Cat Stevens, Yusuf, guitar, vocals
Cat Stevens (Yusuf)
“The childlike imagery of the Sixties and Seventies were the daydreams of a generation which believed in Peace and Love; looking back, those are still principles I go by. Today, with the constant drumming of war, we need those principles more than ever before. There are still many people who appreciate my past ephemeral stages and the lessons they represent. The fact that a new generation listens to my records and appreciates them today shows me that there's still something in them worthy to ponder." – YUSUF ISLAM, 2005
Yusuf Islam, formerly known as Cat Stevens, has created some of the most spiritual and reflective music to come out of the 1960’s and 70’s. Timeless musing of the pain and pleasure of discovering what life is about during the volatility of youth. His musical legacy and chart successes along life’s way unquestioningly defined his role as one of the most sensitive '70s singer-songwriters, influencing generations of musicians ever since.
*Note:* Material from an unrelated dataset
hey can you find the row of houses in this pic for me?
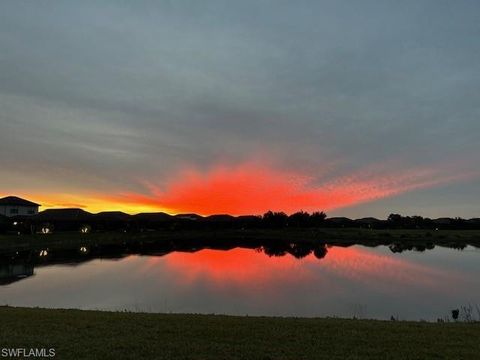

Born Steven Georgiou in London, Cat Stevens began his career in the early 1960’s. Discovered as a teenager in 1966, Cat Stevens demonstrated a rare talent for creating hit songs such as “The First Cut is the Deepest” and “Here Comes My Baby,” both of which became Top Ten singles. His debut album, Matthew and Son, released in 1967, spawned another Top Ten hit in the UK with the title track. Over the next few years, Cat Stevens would release eight consecutive gold albums.
The release of Cat Stevens fourth album, Tea for the Tillerman, heralded the heartrending nature of his quest for ‘big’ answers to life and marked his US crossover success with the Top 20 hit “Wild World” and the classic “Father and Son.” Solidifying his position as a master singer/songwriter, Cat Stevens released, Teaser And The Firecat in 1971, which featured the Top 5 singles “Moon Shadow” and “Peace Train.” Catch Bull at Four, released in 1972, and Buddha and the Chocolate Box, released in 1974, and in 1975, Cat Stevens Greatest Hits sold over 3 million copies in the US alone. Cat Stevens also contributed songs to the cult comedy film Harold and Maude in 1972.
After many years of heartfelt, metaphysical exploration, Cat Stevens discovered Islam, just before the religion began to draw the political headlines on the world’s stage. He had been spiritually moved, following his study of an English translation of the Qur’an, and in 1977 he became a Muslim. Subsequently adopting a new name after reading the Qur’anic story of Joseph (the son of Jacob), he became Yusuf Islam. Then, to the surprise of millions of admirers, he haply bowed out and withdrew from the spotlight.
A devoted family man, he has continuously been working for charitable causes especially in the field of children and education. In a historic event, he achieved equality for Muslim families in the U.K. by founding the first government-funded Primary school for Muslim pupils alongside long established existing schools for Christians and Jewish communities.
Most of his royalties have generously been donated to various children’s causes - including his charity Small Kindness - which has helped thousands of orphans and destitute families in the Balkans of Europe.
September 2000 saw the release of The Very Best Of Cat Stevens marking his first gold record in more than 20 years. In 2001, the Cat Stevens Box Set was released from which he donated the royalties to the September 11th Fund and Small Kindness.
Today, Yusuf Islam is arguably one of the world’s most famous converts to Islam. He has been awarded the ‘World Social Award’ for his humanitarian relief work. Previous recipients of this award include Pope John Paul II, Steven Spielberg, and Sir Paul McCartney. More recently, in November 2004, he was honored with the ‘Man for Peace’ award by a committee of Nobel peace laureates and this year will receive an honorary doctorate for his work in education in the UK.